The Congressional letter to Oberlin came in response to FWI revealing in May and June that Mahallati has not only a questionable past, but recent ties to the Iranian regime.
In May, FWI reported on Mahallati’s presence on the board of an Iranian-based journal, Sepehr-e-Siasat, which recently praised the Iranian-backed terror group, Hezbollah, as a promoter of Shiite identity and an integral part of confronting the “Zionist regime.” The journal’s board also boasts individuals connected to the Islamic Revolutionary Guard Corps, another designated terror group. When FWI reported Mahallati’s membership on the board, Mahallati’s name disappeared from the journal’s website within a day of FWI revealing it.
In June, FWI further disclosed Mahallati’s Iranian regime connections. In 2018, Mahallati sent a letter in Persian to the Iranian parliament presenting himself as a loyal servant of the regime. He described his usefulness to the government as a teacher in the West, calling it his “national and religious duty” to promote Iranian Shi-ism.
The Iranian-born Mahallati came to the U.S. in the early ’90s after serving as Iran’s ambassador to the United Nations (UN). While Mahallati represented Iran before the UN, the Iranian regime reportedly massacred thousands of political dissidents in secret in what prominent human rights groups documented as “crimes against humanity.” The regime and those involved were never held accountable, and Mahallati seamlessly slipped into his new role as a professor in the U.S.
Since the ’90s Mahallati has taught at various U.S. colleges, finally landing at Oberlin where he has taught since 2007. In 2018 an Amnesty International report outlined Mahallati’s efforts to deny and then coverup the massacre during his tenure at the UN. However, the report prompted Iranian dissidents, many of whom lost family members in the massacre, to call for Mahallati’s removal from Oberlin College. In 2020 they sent a letter to Oberlin’s administration demanding his removal and have held multiple protests against his presence on campus.
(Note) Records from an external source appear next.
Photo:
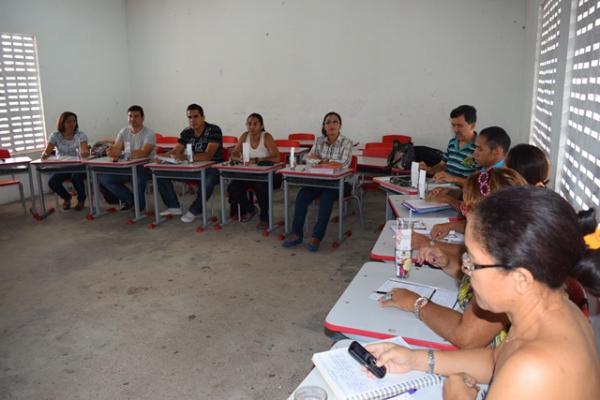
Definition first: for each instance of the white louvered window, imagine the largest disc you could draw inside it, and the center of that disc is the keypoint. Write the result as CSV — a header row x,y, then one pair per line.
x,y
580,157
545,95
21,114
Despite Mahallati’s denial of complicity in the 1980s massacre, FWI in May and June showed his ongoing relationship with the Iranian regime and his role in their goal to Islamize the West. These reports, coupled with Mahallati’s past role within the regime, led U.S. House Reps. Banks and Foxx to send a letter to Oberlin College calling for an investigation into Mahallati’s hiring and the school’s financing of his position.
“The United States has a clear interest in refusing to coddle human rights violators, and Congress has repeatedly raised concerns about domestic political interference from hostile foreign regimes on our college campuses,” the letter states. “It is utterly perplexing that Oberlin so obstinately harbors Mr. Mahallati, an individual with such a disgraceful past and of questionable current allegiance.”
Oberlin College has not responded to a request for comment from FWI.
Susannah Johnston is FWI’s investigative reporter.